I woke up this AM and all of my clothes i wore last night are gone. Instead i am dressed in air jordans, boxers, cargo shorts, and an Affliction t-shirt. the part that upsets me most is that i was with a guy who wears Affliction t-shirts.
can a guy be partially circumsized? cause i dont exactly know what i was lookng at...
$1.99 mimosas n bloodys til 3. Happy hour starts at 4. We're gonna ride the mechanical bull to kill the hour inbetween.
Please take video.
okay I may or may not have wrapped my body pillow up in your t-shirt and sprayed it with your axe and am now spooning with it.
again? I'm starting to get a little creeped out now.

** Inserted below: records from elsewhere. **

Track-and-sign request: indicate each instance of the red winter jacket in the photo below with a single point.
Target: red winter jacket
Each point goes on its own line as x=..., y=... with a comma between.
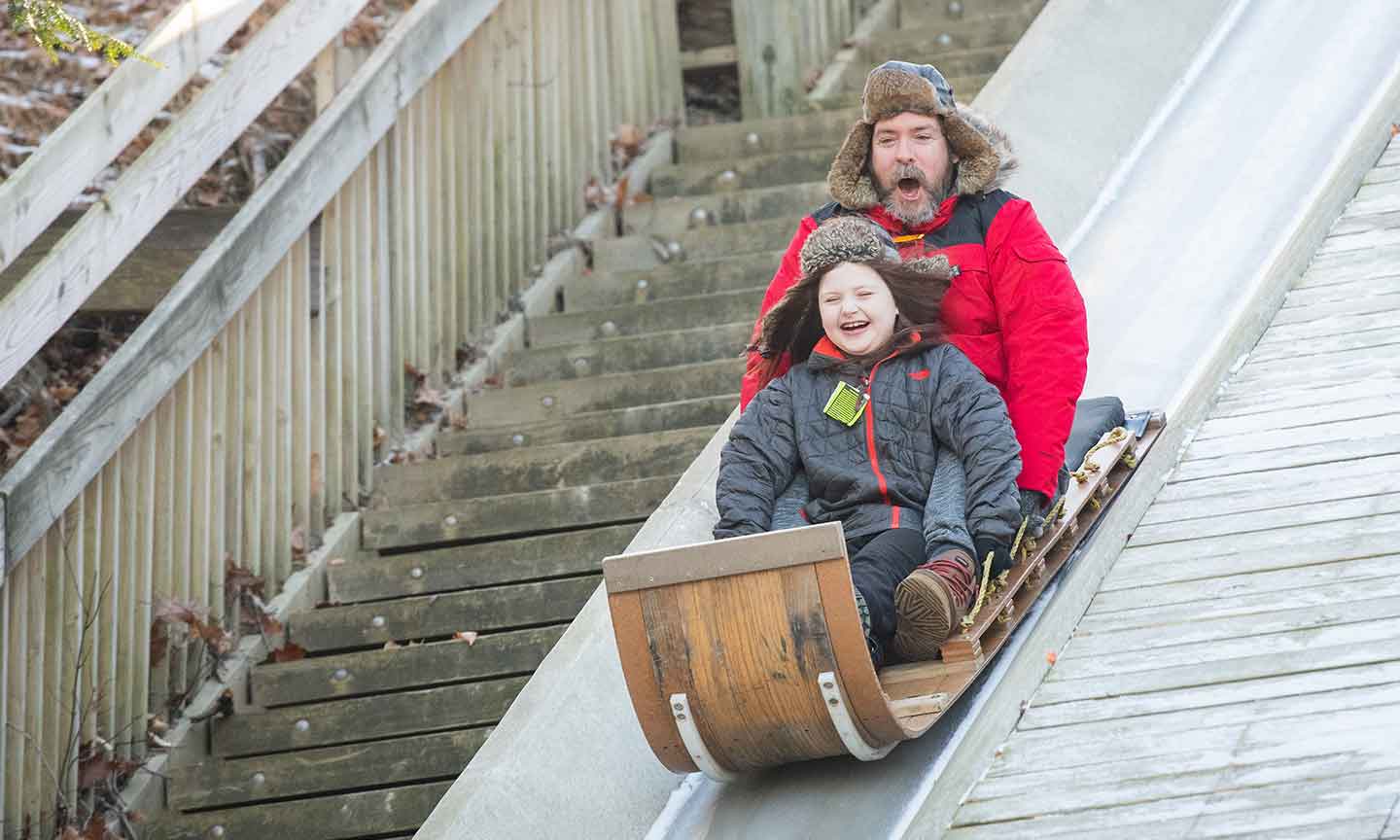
x=1012, y=308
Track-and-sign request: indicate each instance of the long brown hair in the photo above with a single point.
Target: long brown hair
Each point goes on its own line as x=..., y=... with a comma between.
x=794, y=324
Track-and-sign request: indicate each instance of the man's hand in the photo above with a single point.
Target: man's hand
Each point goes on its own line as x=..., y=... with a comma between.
x=998, y=552
x=1033, y=508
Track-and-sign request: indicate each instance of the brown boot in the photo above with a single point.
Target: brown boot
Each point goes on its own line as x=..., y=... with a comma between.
x=929, y=605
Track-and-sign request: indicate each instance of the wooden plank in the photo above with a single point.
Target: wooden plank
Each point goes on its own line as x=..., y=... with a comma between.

From scraping the remnants from a coke bag at a lingerie party to meeting with an 80 year old man to discuss civil rights all in under 12 hours bizarrely feels like the epitome of my life
I wish you could take over my body and feel what my nipple feels like right now
I love our relationship. We just get drunk, show each other our tits, demonstrate sexual positions and make pasta. Then you go to bed and I sit around with your mom and cry about how proud of you we are.
i formally give you permission to eat me when i pass out
My friends son got stung by a jellyfish over the weekend and we seriously stood there debating on whether or not we should pee on this toddler.
so I guess I made a note in my phone last night to remind myself not to do shrooms on the cruise ship
Eating power bars and masterbating... That's kinda my life right now. Is this what having a boyfriend means?
You know shits really hit the fan when you start using public bathroom air freshener spray as perfume
what? where are you?
totally just bought a bottle of gin with nothing but change
don't ever let anyone tell you that youre not 100% class
twas supposed to be night one of rebound break but it was night one of get sloppy drunk and dance half naked in an ice shack
Put on your bikini and meet me at the pool \nit’s cock o’clock!